7. En deuxième lieu, si le fait générateur de la taxe sur la valeur ajoutée et son exigibilité interviennent en principe au moment où la livraison du bien ou la prestation de services est effectuée, elle devient toutefois exigible dès l’encaissement, à concurrence du montant encaissé, lorsque des acomptes sont versés avant que la prestation de services ne soit effectuée. Pour que la taxe sur la valeur ajoutée soit exigible sans que la prestation ait encore été effectuée, il faut et il suffit que tous les éléments pertinents du fait générateur, c’est-à-dire de la future prestation, soient déjà connus et donc, en particulier, que, au moment du versement de l’acompte, les biens ou les services soient désignés avec précision. Enfin, le caractère intégral et non partiel du paiement du prix n’est pas susceptible de remettre en cause une telle interprétation.

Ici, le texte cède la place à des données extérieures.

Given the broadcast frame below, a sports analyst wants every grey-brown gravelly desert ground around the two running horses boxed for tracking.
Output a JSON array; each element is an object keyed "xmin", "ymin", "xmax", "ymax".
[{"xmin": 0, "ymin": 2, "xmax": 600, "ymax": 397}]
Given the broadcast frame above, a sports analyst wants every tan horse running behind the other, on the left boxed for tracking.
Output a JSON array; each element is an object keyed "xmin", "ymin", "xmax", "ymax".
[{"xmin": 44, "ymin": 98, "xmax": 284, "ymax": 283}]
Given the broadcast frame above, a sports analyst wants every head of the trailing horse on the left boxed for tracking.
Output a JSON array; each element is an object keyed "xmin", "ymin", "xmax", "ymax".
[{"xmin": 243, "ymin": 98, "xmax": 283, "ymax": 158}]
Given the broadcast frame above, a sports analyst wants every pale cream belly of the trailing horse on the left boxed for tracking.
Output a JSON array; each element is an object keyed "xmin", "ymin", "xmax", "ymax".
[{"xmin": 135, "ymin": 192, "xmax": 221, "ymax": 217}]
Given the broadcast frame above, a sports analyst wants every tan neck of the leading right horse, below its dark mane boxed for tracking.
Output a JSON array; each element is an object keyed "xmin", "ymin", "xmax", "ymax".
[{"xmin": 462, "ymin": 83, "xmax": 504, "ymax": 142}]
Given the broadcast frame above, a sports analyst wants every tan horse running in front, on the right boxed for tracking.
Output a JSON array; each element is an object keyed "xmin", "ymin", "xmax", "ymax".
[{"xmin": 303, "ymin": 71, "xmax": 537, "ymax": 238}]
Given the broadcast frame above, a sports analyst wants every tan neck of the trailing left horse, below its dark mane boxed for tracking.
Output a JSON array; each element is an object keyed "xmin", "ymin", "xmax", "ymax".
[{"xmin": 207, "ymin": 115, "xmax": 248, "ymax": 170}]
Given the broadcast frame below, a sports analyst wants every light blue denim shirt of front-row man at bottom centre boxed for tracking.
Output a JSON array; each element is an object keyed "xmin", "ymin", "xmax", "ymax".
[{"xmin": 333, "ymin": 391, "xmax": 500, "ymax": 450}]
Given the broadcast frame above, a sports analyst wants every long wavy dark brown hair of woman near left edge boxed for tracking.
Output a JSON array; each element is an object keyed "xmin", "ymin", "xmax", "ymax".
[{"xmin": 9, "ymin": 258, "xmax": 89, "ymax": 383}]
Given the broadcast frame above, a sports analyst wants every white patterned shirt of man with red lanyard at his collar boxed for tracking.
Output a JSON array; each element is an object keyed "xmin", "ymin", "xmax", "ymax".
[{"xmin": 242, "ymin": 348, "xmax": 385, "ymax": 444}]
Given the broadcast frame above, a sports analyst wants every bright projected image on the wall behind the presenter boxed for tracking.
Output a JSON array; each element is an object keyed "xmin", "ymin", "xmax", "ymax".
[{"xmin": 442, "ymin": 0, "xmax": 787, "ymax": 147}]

8. Il résulte de l’instruction, et notamment des conditions générales de vente, que les caractéristiques de la formule choisie par le client de la SAS Marianne Formation, le nombre d’heures de cours de conduite et leur prix sont précisément désignés au moment de la confirmation de la commande, qui rend exigible en totalité le versement du prix, conformément à l’article 6.1 de ces conditions générales de vente. Ainsi, lors de cette confirmation, les éléments constitutifs de la prestation convenue sont déjà connus. Dès lors, la taxe sur la valeur ajoutée acquittée au moment de l’achat de l’une des formules proposées par la SAS Marianne Formation devient exigible dès l’encaissement de son prix.

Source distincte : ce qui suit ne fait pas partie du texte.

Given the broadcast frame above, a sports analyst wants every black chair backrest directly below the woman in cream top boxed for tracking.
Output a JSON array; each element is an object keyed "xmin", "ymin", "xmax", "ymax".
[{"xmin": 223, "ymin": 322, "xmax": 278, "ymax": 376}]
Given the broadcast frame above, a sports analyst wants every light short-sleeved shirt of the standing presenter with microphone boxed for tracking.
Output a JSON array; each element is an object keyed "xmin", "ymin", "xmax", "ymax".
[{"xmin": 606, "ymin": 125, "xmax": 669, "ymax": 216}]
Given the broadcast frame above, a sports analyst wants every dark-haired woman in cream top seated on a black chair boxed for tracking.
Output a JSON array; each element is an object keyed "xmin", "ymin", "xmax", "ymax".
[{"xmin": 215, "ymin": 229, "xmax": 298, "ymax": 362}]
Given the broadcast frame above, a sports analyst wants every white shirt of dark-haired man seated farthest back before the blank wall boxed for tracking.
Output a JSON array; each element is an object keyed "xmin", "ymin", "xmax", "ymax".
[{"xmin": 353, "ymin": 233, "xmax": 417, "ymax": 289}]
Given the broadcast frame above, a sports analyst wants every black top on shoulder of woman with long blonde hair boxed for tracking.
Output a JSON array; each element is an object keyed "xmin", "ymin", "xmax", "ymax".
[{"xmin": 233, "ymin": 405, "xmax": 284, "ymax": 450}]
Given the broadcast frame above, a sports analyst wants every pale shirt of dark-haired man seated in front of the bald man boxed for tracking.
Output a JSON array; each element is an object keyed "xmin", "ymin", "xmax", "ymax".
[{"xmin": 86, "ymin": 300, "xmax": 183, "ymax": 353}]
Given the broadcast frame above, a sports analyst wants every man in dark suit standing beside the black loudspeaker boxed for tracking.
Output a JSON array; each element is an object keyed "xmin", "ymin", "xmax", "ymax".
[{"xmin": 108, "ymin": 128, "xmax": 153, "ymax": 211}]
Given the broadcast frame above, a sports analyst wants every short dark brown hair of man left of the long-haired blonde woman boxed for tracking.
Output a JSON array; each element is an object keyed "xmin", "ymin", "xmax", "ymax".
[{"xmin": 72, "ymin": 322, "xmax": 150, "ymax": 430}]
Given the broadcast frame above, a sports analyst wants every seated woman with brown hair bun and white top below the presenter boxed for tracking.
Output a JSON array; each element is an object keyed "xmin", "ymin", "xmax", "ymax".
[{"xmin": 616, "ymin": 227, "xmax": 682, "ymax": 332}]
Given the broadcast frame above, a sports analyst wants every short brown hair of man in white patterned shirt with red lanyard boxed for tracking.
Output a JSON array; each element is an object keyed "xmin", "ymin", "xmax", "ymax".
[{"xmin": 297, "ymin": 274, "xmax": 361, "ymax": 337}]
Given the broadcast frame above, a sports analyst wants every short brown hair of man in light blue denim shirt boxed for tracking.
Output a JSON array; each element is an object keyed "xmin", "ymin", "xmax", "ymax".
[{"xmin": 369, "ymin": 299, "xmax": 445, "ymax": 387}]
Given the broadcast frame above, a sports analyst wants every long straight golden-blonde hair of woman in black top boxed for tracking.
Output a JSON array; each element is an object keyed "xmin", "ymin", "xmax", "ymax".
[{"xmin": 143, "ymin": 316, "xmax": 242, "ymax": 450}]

9. En dernier lieu, la SAS Marianne Formation se prévaut de ce qu’elle est un organisme de formation autorisé par l’Etat à exploiter un établissement d’enseignement à la conduite de véhicules à moteur et de ce que les sommes qu’elle encaisse au titre d’heures de cours de conduite non encore réalisées sont comptabilisées dans un compte de produits constatés d’avance. Toutefois, ces circonstances, à les supposer établies, sont dépourvues de toute incidence sur la nature et la contrepartie des sommes en litige au regard de la taxe sur la valeur ajoutée, dès lors que les conditions permettant de regarder la taxe comme exigible, à savoir l’existence d’un lien direct entre le service rendu et la contre-valeur reçue, ainsi qu’il a été dit au point 4, sont réunies.

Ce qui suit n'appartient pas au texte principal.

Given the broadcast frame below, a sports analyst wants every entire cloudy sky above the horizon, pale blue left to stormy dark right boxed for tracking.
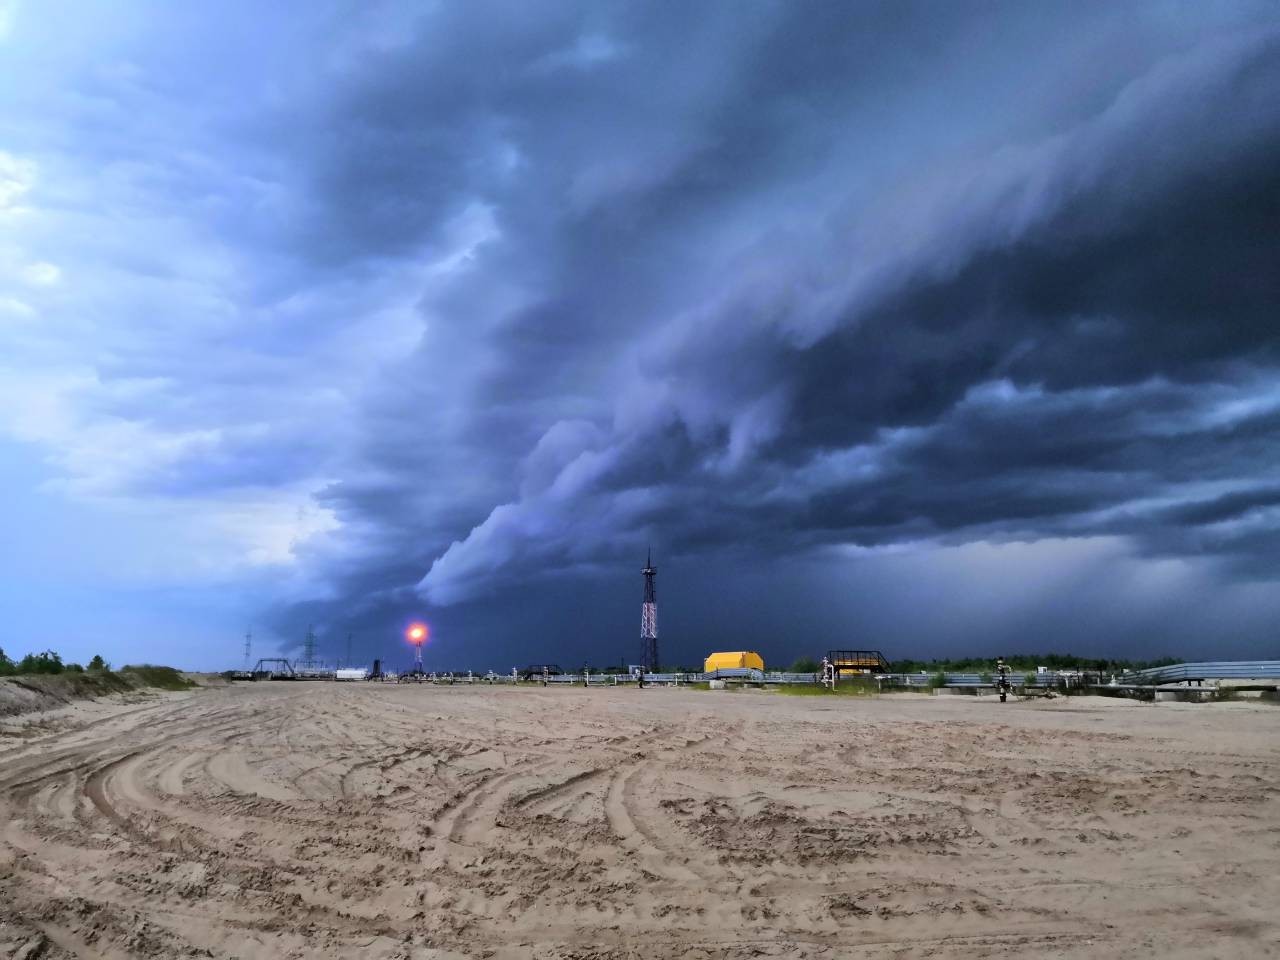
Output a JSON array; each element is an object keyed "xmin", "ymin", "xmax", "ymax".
[{"xmin": 0, "ymin": 0, "xmax": 1280, "ymax": 669}]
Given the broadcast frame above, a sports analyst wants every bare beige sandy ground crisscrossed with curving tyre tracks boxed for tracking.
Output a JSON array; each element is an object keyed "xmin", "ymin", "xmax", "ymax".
[{"xmin": 0, "ymin": 684, "xmax": 1280, "ymax": 960}]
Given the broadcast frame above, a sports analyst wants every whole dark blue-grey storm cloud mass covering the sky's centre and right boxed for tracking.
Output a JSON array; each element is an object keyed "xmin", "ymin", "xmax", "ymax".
[{"xmin": 241, "ymin": 5, "xmax": 1280, "ymax": 670}]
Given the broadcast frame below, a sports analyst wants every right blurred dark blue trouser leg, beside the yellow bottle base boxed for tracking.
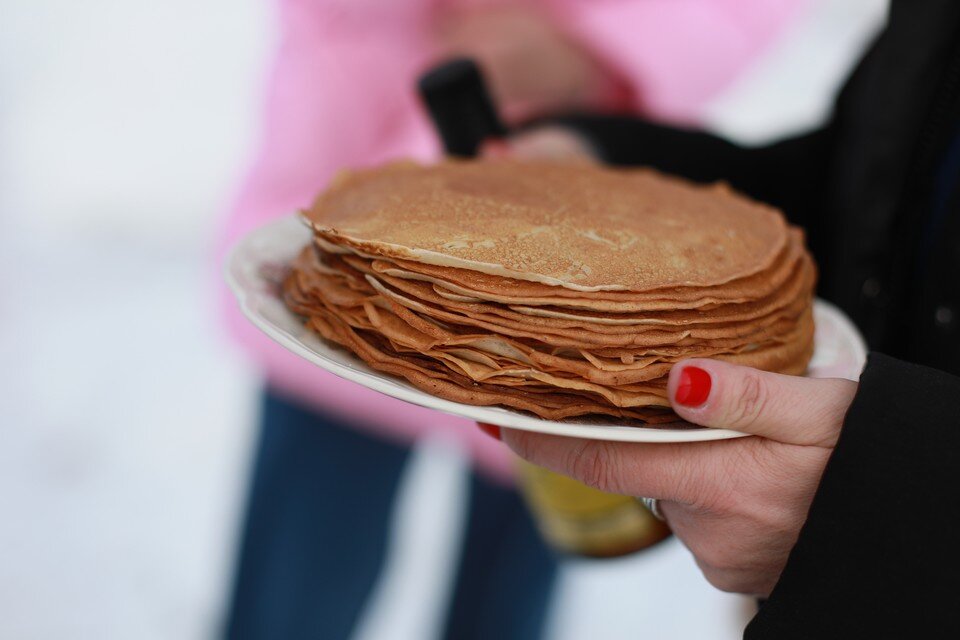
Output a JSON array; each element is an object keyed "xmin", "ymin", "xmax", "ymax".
[{"xmin": 444, "ymin": 468, "xmax": 557, "ymax": 640}]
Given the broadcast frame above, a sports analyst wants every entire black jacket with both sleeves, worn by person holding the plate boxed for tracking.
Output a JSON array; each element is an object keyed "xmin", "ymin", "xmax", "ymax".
[{"xmin": 563, "ymin": 0, "xmax": 960, "ymax": 639}]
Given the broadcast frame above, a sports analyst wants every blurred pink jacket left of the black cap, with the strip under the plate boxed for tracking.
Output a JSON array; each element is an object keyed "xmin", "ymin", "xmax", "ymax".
[{"xmin": 215, "ymin": 0, "xmax": 513, "ymax": 482}]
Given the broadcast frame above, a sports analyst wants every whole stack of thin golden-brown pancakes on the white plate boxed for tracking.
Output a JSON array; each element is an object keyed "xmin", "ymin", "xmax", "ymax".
[{"xmin": 284, "ymin": 161, "xmax": 816, "ymax": 424}]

10. Il résulte de tout ce qui précède que la SAS Marianne Formation n’est pas fondée à soutenir que c’est à tort que, par le jugement attaqué, le tribunal administratif de Paris a rejeté sa demande tendant à la restitution de la somme de 816 302 euros. Ses conclusions à fins d’annulation et de restitution doivent dès lors être rejetées, ainsi que, par voie de conséquence, ses conclusions tendant à la condamnation de l’Etat aux dépens de l’instance, en tout état de cause, et celles qu’elle a présentées au titre de l’article L. 761-1 du code de justice administrative.



D E C I D E :



Article 1er : La requête de la SAS Marianne Formation est rejetée.

Article 2 : Le présent arrêt sera notifié à la société par actions simplifiée Marianne Formation et au ministre de l’économie, des finances et de la souveraineté industrielle, énergétique et numérique.

Copie en sera adressée à l’administrateur des finances publiques chargé de la direction régionale des finances publiques d’Île-de-France et de Paris (service du contentieux d’appel déconcentré - SCAD).


Délibéré après l’audience du 21 novembre 2025, à laquelle siégeaient :

- M. Carrère, président,
- M. Lemaire, président assesseur,
- Mme Lorin, première conseillère.


Rendu public par mise à disposition au greffe de la Cour le 5 décembre 2025.



Le rapporteur,
O. LEMAIRE





Le président,
S. CARRERE
La greffière,
C. DABERT



La République mande et ordonne au ministre de l’économie, des finances et de la souveraineté industrielle, énergétique et numérique en ce qui le concerne et à tous commissaires de justice à ce requis en ce qui concerne les voies de droit commun contre les parties privées, de pourvoir à l’exécution de la présente décision.